JACK TITLEY & THE BIZNESS

NOUVEL ALBUM / « TRADITIONNAL OLDTIME POPMUSIC FROM THE 20th CENTURY »

Il y a 15 ans, un respectable magazine Callacois respecté titrait en Une: « Qui est Jack Titley ? ». À l’époque on aurait dessiné le génie en digne héritier du blues, de la folk et autres élixirs de danse en tous genres. Traversant les années suivantes en prolifique créateur de compositions structurées-déstructurantes (cf. Scoubidou Mag’), il est devenu l’idole de générations entières dévouées au bluegrass : un esprit tordu dans un corps sain. Quel meilleur exemple l’histoire aura-t-elle connu que ce combo de Long Kreiz Beach formé par l’égérie des chemises à carreaux « lumberjack » et sa redoutable soeur : le Jack Danielle’s String Band ?

Mais l’époque vire à la débâcle généralisée, le JDSBand est relégué au passé. Les tabloïds se frottent les mains, les labels privilégient l’art pour le fric et la drogue dure est partout. Jimi Hendrix est mort. La mode est à l’accordéon et à l’harmonica. Les batteurs sont les stars du centre névralgique de Malguénac et le funk est la nouvelle donne internationale.

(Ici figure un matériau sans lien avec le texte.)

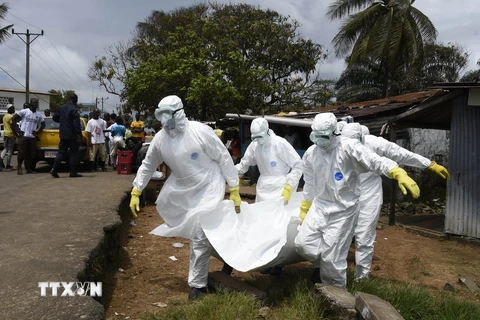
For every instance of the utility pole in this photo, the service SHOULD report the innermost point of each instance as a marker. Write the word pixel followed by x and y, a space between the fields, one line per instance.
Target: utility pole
pixel 27 41
pixel 102 99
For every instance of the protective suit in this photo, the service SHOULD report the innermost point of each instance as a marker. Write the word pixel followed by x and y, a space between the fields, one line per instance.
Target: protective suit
pixel 200 164
pixel 279 164
pixel 371 192
pixel 331 169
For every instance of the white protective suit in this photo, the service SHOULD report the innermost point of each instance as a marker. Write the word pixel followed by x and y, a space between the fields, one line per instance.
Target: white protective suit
pixel 200 165
pixel 278 162
pixel 331 175
pixel 371 193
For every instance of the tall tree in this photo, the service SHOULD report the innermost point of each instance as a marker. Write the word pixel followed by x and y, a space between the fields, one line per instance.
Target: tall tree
pixel 472 75
pixel 393 32
pixel 58 98
pixel 4 31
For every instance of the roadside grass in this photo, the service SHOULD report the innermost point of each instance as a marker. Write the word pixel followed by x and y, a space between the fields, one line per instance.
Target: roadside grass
pixel 292 296
pixel 416 302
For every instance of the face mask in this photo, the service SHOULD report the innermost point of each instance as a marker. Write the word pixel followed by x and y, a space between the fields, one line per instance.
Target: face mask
pixel 167 117
pixel 322 138
pixel 261 137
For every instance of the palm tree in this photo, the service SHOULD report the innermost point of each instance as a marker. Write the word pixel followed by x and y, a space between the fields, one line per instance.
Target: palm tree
pixel 472 75
pixel 391 31
pixel 4 32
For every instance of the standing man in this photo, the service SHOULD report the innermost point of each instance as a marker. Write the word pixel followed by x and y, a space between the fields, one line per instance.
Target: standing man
pixel 70 135
pixel 200 166
pixel 9 135
pixel 371 197
pixel 30 120
pixel 331 170
pixel 138 136
pixel 117 138
pixel 96 129
pixel 137 127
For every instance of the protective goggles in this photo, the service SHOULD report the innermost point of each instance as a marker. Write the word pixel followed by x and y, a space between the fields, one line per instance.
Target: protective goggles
pixel 166 112
pixel 321 135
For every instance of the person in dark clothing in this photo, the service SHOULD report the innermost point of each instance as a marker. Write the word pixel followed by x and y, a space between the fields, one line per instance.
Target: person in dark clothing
pixel 70 135
pixel 30 119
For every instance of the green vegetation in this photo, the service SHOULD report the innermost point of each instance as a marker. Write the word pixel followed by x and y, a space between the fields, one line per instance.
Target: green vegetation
pixel 294 298
pixel 218 58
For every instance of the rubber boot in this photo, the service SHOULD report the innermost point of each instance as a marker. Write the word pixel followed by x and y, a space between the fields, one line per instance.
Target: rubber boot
pixel 102 166
pixel 316 276
pixel 227 269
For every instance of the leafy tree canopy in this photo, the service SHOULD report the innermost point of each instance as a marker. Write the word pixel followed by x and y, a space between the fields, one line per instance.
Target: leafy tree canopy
pixel 217 58
pixel 365 81
pixel 58 98
pixel 390 32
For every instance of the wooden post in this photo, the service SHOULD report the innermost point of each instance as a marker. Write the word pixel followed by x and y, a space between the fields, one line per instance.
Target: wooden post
pixel 393 182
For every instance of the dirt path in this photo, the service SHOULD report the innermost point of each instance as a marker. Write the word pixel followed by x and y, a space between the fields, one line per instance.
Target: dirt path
pixel 149 276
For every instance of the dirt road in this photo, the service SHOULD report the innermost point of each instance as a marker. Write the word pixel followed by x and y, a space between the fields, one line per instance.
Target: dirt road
pixel 150 276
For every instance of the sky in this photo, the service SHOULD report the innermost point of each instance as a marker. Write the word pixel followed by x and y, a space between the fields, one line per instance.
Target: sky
pixel 75 32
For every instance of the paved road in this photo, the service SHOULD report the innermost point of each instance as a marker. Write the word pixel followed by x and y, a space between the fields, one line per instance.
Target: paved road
pixel 48 229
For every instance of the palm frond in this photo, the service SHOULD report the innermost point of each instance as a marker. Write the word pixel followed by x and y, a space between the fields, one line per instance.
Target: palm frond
pixel 340 8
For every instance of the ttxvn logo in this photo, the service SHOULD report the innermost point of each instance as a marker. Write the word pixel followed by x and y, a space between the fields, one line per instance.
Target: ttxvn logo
pixel 70 289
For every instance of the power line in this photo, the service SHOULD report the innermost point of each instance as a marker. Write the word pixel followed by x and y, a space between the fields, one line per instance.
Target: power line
pixel 24 21
pixel 24 86
pixel 27 42
pixel 13 48
pixel 66 61
pixel 12 77
pixel 48 72
pixel 38 56
pixel 42 66
pixel 87 86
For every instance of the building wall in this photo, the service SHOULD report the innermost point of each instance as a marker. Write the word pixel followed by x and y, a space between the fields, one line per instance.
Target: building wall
pixel 19 100
pixel 434 145
pixel 463 203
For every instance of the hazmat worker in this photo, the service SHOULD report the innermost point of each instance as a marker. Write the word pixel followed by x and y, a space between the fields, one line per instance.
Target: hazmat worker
pixel 200 164
pixel 371 192
pixel 331 169
pixel 340 125
pixel 279 164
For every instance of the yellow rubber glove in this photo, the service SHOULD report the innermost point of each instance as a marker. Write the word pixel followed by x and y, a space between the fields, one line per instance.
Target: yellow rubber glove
pixel 287 192
pixel 440 170
pixel 235 196
pixel 405 182
pixel 304 207
pixel 135 202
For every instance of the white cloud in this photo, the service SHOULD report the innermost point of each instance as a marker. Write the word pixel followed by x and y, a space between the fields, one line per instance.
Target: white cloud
pixel 80 30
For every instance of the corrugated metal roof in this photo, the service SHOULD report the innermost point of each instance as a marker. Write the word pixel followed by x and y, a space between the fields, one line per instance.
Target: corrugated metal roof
pixel 364 108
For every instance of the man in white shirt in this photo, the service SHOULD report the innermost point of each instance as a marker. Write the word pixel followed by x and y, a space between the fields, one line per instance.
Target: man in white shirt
pixel 29 119
pixel 96 129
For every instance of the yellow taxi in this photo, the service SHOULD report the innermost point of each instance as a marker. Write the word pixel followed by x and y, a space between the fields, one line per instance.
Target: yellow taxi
pixel 49 139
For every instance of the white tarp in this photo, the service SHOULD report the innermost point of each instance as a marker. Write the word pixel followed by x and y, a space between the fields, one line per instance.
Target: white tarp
pixel 260 236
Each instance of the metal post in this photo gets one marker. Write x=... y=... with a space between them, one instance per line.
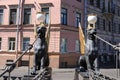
x=85 y=20
x=18 y=22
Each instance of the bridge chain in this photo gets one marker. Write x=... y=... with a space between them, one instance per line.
x=45 y=74
x=99 y=76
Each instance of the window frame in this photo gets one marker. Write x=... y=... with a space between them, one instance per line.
x=63 y=46
x=13 y=15
x=25 y=43
x=1 y=20
x=24 y=17
x=0 y=43
x=64 y=19
x=78 y=19
x=77 y=46
x=43 y=9
x=11 y=44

C’est dans ces conditions que la pop star de la « ginger attitude » signe un nouveau contrat avec lui-même, enregistre et sort « Jack Titley & the Bizness ». Avec ce disque, le chanteur opère un véritable tournant en adoptant le style américain dans une démarche implicitement vestimentaire et musicale. Et de fait, l’album ne manque pas d’évoquer à peu près tous les styles acoustico-électriques que le milieu ait jamais connu, de John Renbourn à Cerrone, le grand saut est opéré. Les générations à venir n’ont qu’à bien se tenir !

Cécile Even

THE BIZNESS ?

The Bizness: expression populaire pour designer outre-manche, la Crème de la Crème! C’est ainsi que Jack Titley considère ses musiciens orphelins de l’étiquette, perdus dans la vaste nébuleuse qui sépare le Trad de la culture Pop moderne, mais soudés par leur potentiel d’évolutions subatomiques quasi instantanées lors de leurs performances! Un big band sans cuivre, dédié à la mélancolie autant qu’au dancefloor. Un groove excentrique au service d’une plume acidulée. Des instrumentaux Bluegrass côtoient des Balades soul, du Country-Jazz Rock, du Rocksteady-Chinois, du Oldtime-Afrobeat, du Gospel-Hiphop, du Blues-Zydeco… Dans une fusion décadente et décomplexée de tous ses fantasmes sonores, Jack aurait-il enfin trouvé ce qu’il cherchait?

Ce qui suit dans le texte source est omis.